Synopsis

Vienne (Autriche) 1957, Maximilian Theo Aldorfer, le gardien de nuit d’un hôtel de luxe, reconnaît en une cliente femme de chef d’orchestre une ancienne détenue juive avec laquelle il a eu des relations sadomasochistes. Lucia Atherton c’est ainsi qu’elle se nomme l’a aussi reconnu. Maximilian Theo Aldorfer qui officiait dans la SS appartient a un groupe d’anciens nazis qui tentent d’échapper à la justice internationale en faisant disparaître des preuves de leur culpabilité dans l’extermination des juifs dans les camps. Tandis que Lucia, laisse son mari poursuivre sa tournée, Maximilian assassine un témoin de ses exactions…

CRITIQUE

Si le film a fait scandale à son époque, avec le recul, on peut dire que Liliana Cavani et ses scénaristes Barbara Alberti et Italo Moscati ont tout fait pour.

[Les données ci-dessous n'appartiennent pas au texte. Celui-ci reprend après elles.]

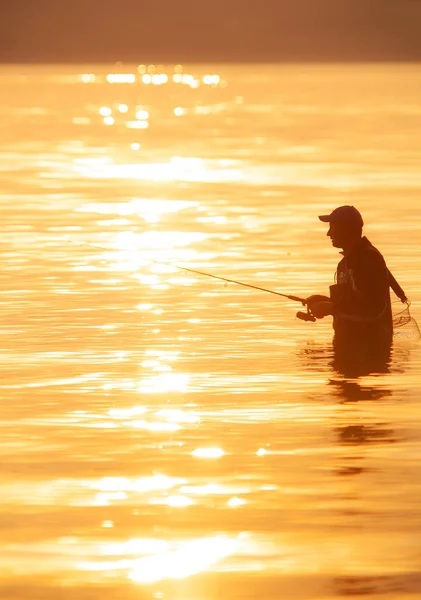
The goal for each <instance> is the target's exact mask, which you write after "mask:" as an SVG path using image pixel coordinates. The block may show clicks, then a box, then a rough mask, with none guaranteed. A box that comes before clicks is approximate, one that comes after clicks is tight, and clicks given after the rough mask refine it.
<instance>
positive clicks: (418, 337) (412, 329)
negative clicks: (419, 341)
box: [392, 301, 421, 340]
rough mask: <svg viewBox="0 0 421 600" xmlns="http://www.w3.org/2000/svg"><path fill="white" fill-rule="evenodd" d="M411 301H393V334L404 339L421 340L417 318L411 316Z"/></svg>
mask: <svg viewBox="0 0 421 600" xmlns="http://www.w3.org/2000/svg"><path fill="white" fill-rule="evenodd" d="M410 306H411V303H410V302H405V304H402V303H401V302H399V301H397V302H392V316H393V336H394V338H397V339H403V340H419V339H420V338H421V332H420V329H419V327H418V323H417V322H416V320H415V319H414V318H413V317H411V313H410V311H409V307H410Z"/></svg>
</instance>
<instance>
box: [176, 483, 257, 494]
mask: <svg viewBox="0 0 421 600" xmlns="http://www.w3.org/2000/svg"><path fill="white" fill-rule="evenodd" d="M250 491H251V490H250V488H248V487H237V486H225V485H221V484H220V483H206V484H205V485H183V486H182V487H181V488H180V493H181V494H193V495H198V496H208V495H221V496H227V495H230V494H249V493H250Z"/></svg>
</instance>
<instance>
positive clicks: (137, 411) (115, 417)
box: [108, 406, 147, 419]
mask: <svg viewBox="0 0 421 600" xmlns="http://www.w3.org/2000/svg"><path fill="white" fill-rule="evenodd" d="M145 412H147V409H146V408H145V407H144V406H132V407H131V408H111V409H110V410H109V411H108V414H109V415H110V417H112V418H113V419H128V418H129V417H135V416H137V415H143V414H144V413H145Z"/></svg>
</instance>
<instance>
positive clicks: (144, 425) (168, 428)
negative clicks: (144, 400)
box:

Introduire des relations d’amour déviantes entre un bourreau nazi et sa victime juive, il fallait oser à peine 30 ans après le traumatisme de la guerre de 1939/1945 et des plaies encore béantes, les témoins de l’holocauste étant toujours vivants.
Faire le scandale cela peut être salutaire mais encore faut-il avoir un but. Les auteurs veulent ils démontrer que l’âme humaine est à la base perverse même chez les victimes de personnes dont la perversion confine à la folie meurtrière.
Alors l’exercice est maladroit. D’autant que si sur le fond (la nécessité de faire scandale) on peut encore trouver quelque excuse, sur la forme, la maladresse ressemble furieusement à de l’amateurisme.

Liliana Cavani est comme un éléphant dans un magasin de porcelaine, sabotant tout sur son passage. On a vraiment du mal à supporter les flashbacks tellement ils sont mal fichus et d’une esthétique douteuse.
De plus la psychologie du personnage qu’interprète Charlotte Rampling est selon moi assez sommaire.
De même la réunion d’anciens cadres nazis vivant à Vienne à demeure semble hautement improbable. Ces gens là avaient plutôt à cœur de se terrer ou de se fondre dans la masse, non pas de se réunir qui plus est en Europe.

Le film souffre aussi du fait que le spectateur a bien du mal a s’identifier à l’un ou l’autre des personnages. Ce manque de reconnaissance de nous mêmes dans les personnages, nous emmène sur une vision clinique de faits sexuels sans la moindre connotations érotiques. Et ça c’est pas vraiment jouissif.

La fin du film est elle aussi hautement improbable: le portier de nuit se baladant avec sa victime consentante en costume SS dans les rues de Vienne.
Le film a deux points forts d’une part la composition de Dirk Bogarde qui est exceptionnelle, d’autre part (à l’exception des flashbacks) la photographie de Alfio Contini dans les gris d’une Vienne décrépite.

La musique de Daniele Paris valse lentement avec une orchestration qui rappelle la musique juive (clarinette, et petite percussion).

 

LA SCÈNE D’ANTHOLOGIE

Lucia alors prisonnière dans un camp, chante et danse pour les cadres nazis du camp, le torse nu une casquette de l’armée allemande sur la tête, un pantalon d’homme qui tient par des bretelles. Le summum du mauvais goût.

L’ANECDOTE

Bien entendu le film fut un tollé général. Et un succès en salles.